= News From Hide-Park =

Song

News From Hide-Parke is an English broadside ballad from the 17th century. The ballad describes a man who desires a romantic encounter with a woman from Hyde Park, however upon arriving at her house, it is revealed that she is old, bald, ugly, and missing an eye and nose. Copies of the broadside can be found at the National Library of Scotland, the University of Glasgow Library, the British Library, and Magdalene College, Cambridge. Facsimile transcriptions are also available on-line for public transcription.

== Synopsis ==
The narrator begins the story by describing a man on his way to Hyde Park on a May evening. The man goes there to enjoy the variety of flowers and women. He calls Hyde Park a "market of maidens," and likens the women to a garden of flowers due to their colourful clothing. He selects a woman he finds attractive and courts her. They talk until it grows dark. The park empties out and the man accompanies the woman to her home in her carriage. After many denials, she finally agrees to let him come up to her room. While she is changing, he watches her through a peephole in the closet. The woman takes off her wig, revealing that she is bald. The narrator says her head looks like an ostrich's egg. The man keeps watching as she removes a false eye, dentures, and finally a false nose. When the woman washes off her makeup, the man says she looks like a Lancashire witch of 90 years old. The man stumbles down the stairs and back out into the street while screaming "witch" and "whore". At the end of the ballad, he vows not to go back to Hyde Park to look for women, and warns other men to learn from his mistake.
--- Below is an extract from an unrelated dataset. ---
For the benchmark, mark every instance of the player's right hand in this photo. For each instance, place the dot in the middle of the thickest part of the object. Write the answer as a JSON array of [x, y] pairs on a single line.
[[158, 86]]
== Cultural and historical significance ==
John Ashton uses the ballad as a good "graphic description" of Hyde Park at the time.

N. W. Bawcutt speculates that Jonathan Swift drew on News From Hide-Parke when writing A beautiful young nymph going to bed. Bawcutt cites the movement from an "impressively glamorous atmosphere" that is then destroyed in the end as evidence that Swift was drawing on the old ballad.

The ballad is mentioned briefly in Hyde Park, Its History and Romance, as evidence that Hyde Park was a "place of intrigue" for 17th-century balladeers and playwrights.